As Aura, a twenty-year old grad dealing with the aftermath of a breakup and a seemingly impractical degree in academic film studies, Dunham plays a major complainer with little to complain about. She's clearly smart but hardly motivated. Holed up at her photographer mother's fancy Tribeca loft, Aura drifts around her aimless existence, hanging with her old childhood friend at parties and ambivalently taking on a service job. She meets a traveling animator (Alex Karpovsky) and lets him crash with her, yielding an awkwardly non-romantic situation in which she simply gains a hapless roommate. Although it moves forward with conventional storytelling momentum, "Tiny Furniture" is mainly defined by the chemistry that Dunham shares with the various characters in her life, none of which seem to view her cuvrrent state of being as entirely positive. The antecedent to this type of portrait is probably "Annie Hall," although Aura generally tends to complain about her own life without veering into deep canyons of intellectual pontification. That's a good thing.
Aided by smooth urban photography by Jody Lee Lipes ("NY Export: Opus Jazz," "Afterschool"), "Tiny Furniture" is easy on the eye and sustained by its ubiquitous charm. Instead of building to a climax, the movie simply completes its portraiture. Aura's family and friends sometimes seem like a collective symbol of her mismanaged life, although at other times they melt in the shadow of her discontent. This makes for a mixed bag: Dunham invest the full weight of her personality in the performance, but her angst can be overbearing after awhile. However, that in itself points to the real life factor, testifying to Dunham's willingness to reveal herself on camera.

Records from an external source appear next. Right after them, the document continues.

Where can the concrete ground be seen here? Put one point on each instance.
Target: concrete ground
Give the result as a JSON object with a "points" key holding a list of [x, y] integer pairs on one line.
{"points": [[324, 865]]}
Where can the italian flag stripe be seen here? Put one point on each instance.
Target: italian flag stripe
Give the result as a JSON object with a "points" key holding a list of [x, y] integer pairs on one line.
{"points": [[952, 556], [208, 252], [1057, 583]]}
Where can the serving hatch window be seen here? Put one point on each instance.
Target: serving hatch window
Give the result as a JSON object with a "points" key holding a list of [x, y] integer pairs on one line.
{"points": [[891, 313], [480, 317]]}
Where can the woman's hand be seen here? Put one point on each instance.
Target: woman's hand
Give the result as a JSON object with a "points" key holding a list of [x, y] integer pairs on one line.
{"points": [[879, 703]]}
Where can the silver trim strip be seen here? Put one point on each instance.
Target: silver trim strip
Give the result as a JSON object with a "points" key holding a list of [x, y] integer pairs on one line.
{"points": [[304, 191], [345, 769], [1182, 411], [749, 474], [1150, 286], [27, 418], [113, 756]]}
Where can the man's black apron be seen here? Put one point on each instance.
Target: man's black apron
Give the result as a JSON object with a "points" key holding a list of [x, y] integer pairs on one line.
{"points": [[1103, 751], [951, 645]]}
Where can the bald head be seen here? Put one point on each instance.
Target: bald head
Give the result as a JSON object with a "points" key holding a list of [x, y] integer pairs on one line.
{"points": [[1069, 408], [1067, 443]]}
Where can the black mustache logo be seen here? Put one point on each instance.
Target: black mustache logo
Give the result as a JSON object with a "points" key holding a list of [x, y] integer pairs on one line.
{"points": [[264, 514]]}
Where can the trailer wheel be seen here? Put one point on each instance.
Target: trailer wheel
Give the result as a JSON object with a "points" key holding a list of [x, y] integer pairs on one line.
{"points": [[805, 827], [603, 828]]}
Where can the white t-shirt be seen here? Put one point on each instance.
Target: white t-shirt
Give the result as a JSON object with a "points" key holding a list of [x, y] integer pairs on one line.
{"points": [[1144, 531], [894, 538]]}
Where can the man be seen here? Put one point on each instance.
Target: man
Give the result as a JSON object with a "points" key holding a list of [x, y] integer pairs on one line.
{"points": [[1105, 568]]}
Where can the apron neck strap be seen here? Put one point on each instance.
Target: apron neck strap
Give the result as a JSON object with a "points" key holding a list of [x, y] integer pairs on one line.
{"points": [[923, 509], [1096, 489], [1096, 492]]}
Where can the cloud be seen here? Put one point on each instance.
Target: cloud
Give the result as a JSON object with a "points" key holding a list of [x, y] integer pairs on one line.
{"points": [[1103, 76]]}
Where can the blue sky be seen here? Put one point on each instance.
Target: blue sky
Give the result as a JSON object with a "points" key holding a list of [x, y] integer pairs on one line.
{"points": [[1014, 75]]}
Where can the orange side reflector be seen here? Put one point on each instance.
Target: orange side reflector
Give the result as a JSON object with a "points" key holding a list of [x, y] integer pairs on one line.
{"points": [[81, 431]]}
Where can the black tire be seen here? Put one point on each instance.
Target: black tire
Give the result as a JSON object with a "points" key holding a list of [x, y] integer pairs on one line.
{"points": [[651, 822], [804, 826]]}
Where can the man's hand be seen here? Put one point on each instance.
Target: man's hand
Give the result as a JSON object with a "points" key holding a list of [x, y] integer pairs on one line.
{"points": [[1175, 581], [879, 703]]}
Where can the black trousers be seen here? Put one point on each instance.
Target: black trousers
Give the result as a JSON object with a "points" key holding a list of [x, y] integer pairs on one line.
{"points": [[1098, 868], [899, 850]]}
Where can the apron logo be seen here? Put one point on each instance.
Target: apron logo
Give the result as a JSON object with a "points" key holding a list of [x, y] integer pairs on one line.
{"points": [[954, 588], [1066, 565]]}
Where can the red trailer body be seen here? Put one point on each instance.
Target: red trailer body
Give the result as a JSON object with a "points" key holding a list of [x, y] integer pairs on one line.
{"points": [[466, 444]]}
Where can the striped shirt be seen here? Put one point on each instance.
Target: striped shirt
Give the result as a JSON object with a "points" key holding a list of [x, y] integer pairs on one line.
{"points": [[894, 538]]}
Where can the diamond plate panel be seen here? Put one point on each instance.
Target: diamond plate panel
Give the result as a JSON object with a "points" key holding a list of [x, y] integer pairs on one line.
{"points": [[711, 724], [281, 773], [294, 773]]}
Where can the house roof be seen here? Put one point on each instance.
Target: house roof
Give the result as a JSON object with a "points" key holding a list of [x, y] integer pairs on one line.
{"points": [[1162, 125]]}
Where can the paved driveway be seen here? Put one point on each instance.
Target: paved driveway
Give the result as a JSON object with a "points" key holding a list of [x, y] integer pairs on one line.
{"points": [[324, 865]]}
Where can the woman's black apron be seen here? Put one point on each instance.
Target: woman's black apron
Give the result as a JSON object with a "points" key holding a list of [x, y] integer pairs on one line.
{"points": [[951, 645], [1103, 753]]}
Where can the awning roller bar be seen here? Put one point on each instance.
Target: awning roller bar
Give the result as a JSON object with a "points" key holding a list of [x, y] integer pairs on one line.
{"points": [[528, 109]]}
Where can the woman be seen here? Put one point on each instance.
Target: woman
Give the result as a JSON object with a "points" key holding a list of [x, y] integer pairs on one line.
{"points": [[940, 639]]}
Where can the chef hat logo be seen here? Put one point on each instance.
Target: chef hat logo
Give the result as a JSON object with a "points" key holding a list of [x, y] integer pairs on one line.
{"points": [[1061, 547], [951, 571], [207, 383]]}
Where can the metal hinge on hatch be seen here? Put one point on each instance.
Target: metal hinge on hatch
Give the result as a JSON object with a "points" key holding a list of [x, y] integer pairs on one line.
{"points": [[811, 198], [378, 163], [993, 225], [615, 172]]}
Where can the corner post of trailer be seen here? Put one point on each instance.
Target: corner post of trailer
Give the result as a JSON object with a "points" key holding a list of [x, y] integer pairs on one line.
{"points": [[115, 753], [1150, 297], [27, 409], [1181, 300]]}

But "Tiny Furniture" works because the production values maintain a certain precision that transcends the meandering nature of the plot. Dunham and her family engage in emotionally charged confrontations that retain legitimacy because they arise naturally from the circumstances at hand. If any single ingredient wavered slightly -- say, the introduction of shaky camera work or unrehearsed, overly improvised dialogue -- "Tiny Furniture" would easily careen into the dangerous territory often consigned to lazy depictions of American youth in contemporary independent film. Yet even if the movie slightly overstays its welcome, Aura's life never grows tedious. Instead, it blossoms.